Please note that it is a requirement of participation that your site contribute detailed phenotype data (using the Epi25 clinical data forms) before receiving genomic data.

Is Epi25 providing a summary of the results for the patients in my cohort? Can I return the genetic results back to participants?

No, Epi25 is not providing a high-level summary of the results from each participant.  The genomic data generated as part of Epi25 are not meant to be used in a clinical setting. The lab protocols used to generate these data are for research purposes only; they are not CLIA-certified. Therefore, it is not recommended that these results are returned to participants.  
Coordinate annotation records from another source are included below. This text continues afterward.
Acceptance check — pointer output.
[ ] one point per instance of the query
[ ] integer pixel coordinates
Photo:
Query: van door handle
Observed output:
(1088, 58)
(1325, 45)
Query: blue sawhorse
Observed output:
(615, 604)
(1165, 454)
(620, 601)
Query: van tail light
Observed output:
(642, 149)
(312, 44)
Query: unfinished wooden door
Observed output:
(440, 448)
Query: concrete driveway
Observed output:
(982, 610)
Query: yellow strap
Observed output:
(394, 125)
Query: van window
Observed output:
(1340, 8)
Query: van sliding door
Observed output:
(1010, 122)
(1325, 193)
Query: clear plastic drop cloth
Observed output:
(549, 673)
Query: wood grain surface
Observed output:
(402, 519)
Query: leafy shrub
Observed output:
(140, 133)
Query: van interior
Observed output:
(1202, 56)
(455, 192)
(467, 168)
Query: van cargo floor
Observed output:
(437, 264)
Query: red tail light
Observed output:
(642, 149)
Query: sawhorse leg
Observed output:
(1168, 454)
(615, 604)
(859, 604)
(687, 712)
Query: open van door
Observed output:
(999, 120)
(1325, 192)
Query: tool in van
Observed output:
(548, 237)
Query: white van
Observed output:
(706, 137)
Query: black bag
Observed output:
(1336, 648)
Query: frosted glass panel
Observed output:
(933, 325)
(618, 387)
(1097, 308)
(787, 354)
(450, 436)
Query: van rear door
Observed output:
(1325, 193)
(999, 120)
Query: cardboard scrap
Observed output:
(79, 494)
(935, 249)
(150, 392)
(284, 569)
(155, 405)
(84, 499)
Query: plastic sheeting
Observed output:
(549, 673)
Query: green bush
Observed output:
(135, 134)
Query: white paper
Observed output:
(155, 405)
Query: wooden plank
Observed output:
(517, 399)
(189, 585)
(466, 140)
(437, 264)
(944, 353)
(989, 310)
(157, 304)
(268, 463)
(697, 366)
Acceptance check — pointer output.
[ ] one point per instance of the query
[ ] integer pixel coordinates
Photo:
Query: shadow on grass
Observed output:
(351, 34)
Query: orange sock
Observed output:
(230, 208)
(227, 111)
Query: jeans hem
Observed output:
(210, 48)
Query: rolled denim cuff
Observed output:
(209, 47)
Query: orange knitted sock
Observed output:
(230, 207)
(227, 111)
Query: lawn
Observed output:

I am an investigator from the EU. How can I send DNA samples and phenotype data to the US for Epi25 while complying with GDPR?

GDPR stands for the General Data Protection Regulation which and went into effect on May 25, 2018.  GDPR is complex and each EU member state is still developing policies and procedures to comply with the new law.  However, there are now stricter rules governing the transfer, use, and storage of “personal data” which includes DNA and health information.  This means that you will likely need to enter in a specific agreement with the Broad and/or UCSF to transfer your sample and data. The contacts at each site will work with you to determine the type of agreement needed.

What are the Centers for Common Disease Genomics and how are they related to Epi25?

The Centers for Common Disease Genomics program is part of the NHGRI Genomic Sequencing Program. A CCDG grant at Broad funds the genomic data generation for Epi25. You can learn more about the CCDG and other funded sites here and here.

Epi25 genomic data is also made available to CCDG members very soon after it is generated.  CCDG members have to apply to use the data, and after approval, the data will be shared in line with data use restrictions indicated on the Data Use Limitations letters.